Con questo orientamento generale, si sono prodotte molte situazioni di pericolo, come per esempio negli anni 80 la frana delle "Grigne" e del "Graon" nel comune di Lona Lases, oppure più recentemente la frana dello "Slavinac", solo per citare quelle che hanno avuto anche una certa eco sulla stampa.
Per la stessa logica si è anche riempita e distrutta irreparabilmente la vasta zona umida che collegava i due laghi di Valle e di Lases e che solo in parte si è potuta preservare con l’istituzione, nel 1987, del biotopo della "palude di Lases".

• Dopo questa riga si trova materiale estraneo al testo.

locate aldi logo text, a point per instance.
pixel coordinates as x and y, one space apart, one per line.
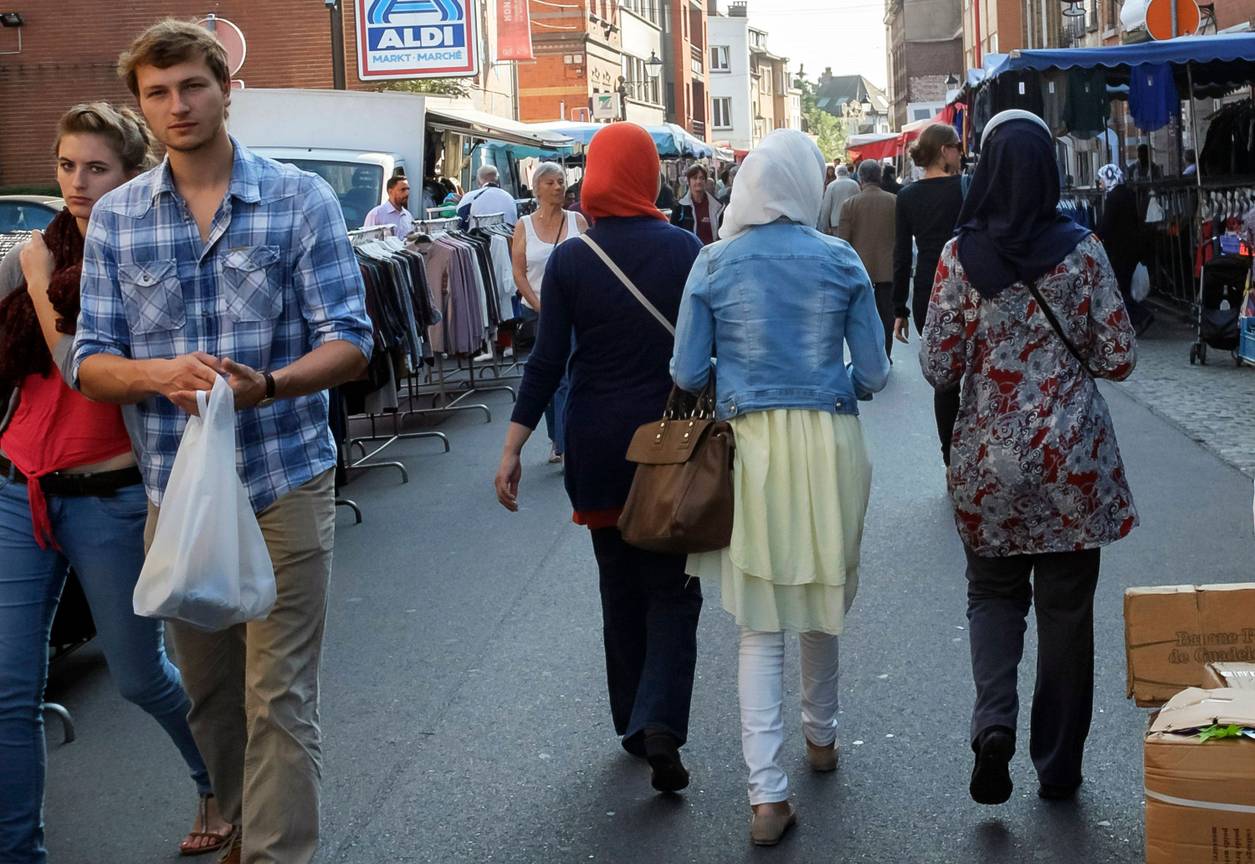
417 39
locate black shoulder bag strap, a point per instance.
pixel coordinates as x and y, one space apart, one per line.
1058 329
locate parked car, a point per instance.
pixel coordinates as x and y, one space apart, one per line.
28 212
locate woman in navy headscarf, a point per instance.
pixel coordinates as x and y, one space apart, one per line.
1025 314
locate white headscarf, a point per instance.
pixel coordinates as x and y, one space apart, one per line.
1111 176
781 178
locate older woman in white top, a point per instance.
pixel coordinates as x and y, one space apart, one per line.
536 236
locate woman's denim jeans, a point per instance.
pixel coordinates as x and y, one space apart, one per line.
102 539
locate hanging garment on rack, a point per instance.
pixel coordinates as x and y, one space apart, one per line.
982 112
452 274
1018 89
1229 148
1054 101
1152 96
1088 103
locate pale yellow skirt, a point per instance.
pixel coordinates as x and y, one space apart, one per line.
801 481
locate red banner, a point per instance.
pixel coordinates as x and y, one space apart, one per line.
513 30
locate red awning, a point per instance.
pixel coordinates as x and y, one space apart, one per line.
879 150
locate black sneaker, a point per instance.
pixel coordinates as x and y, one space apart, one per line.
1057 791
990 775
663 752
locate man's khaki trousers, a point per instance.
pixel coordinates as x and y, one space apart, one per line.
255 687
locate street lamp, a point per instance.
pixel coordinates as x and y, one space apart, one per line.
13 20
338 81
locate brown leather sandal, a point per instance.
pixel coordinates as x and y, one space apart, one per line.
193 844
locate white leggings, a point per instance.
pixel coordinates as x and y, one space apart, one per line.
761 686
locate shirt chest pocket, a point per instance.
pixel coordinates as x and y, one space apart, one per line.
152 297
250 276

Questo modus operandi, è stato certamente favorito dal fatto che gli amministratori locali sono stati molto spesso anche titolari di concessioni per cave pubbliche, cioè controllori e controllati allo stesso tempo. Un vero e proprio conflitto di interessi, che pur non essendo previsto dalle norme vigenti, rappresenta tuttavia un fatto anomalo e discutibile se non altro sul piano sostanziale.
Questa modalità di sfruttamento del porfido ha creato un’assuefazione culturale al degrado ambientale e sembra quasi aver cancellato finanche l’idea che ci possa essere un modo diverso di utilizzare questa risorsa, che anteponga magari gli interessi collettivi a quelli dei singoli.
Forse la soluzione del problema del lago di Valle dovrebbe passare proprio per questa strada. Certamente si tratterebbe di un percorso più impegnativo e carico di conseguenze rispetto a quello fin qui percorso, basato invece, di fatto, sulla collettivizzazione dei costi per sanare i danni prodotti.
In definitiva, se non è necessario chiudere le cave per poter far rivivere il lago di Valle, speriamo di non dover attendere che si esauriscano per decidere finalmente che cosa fare quando un lago muore.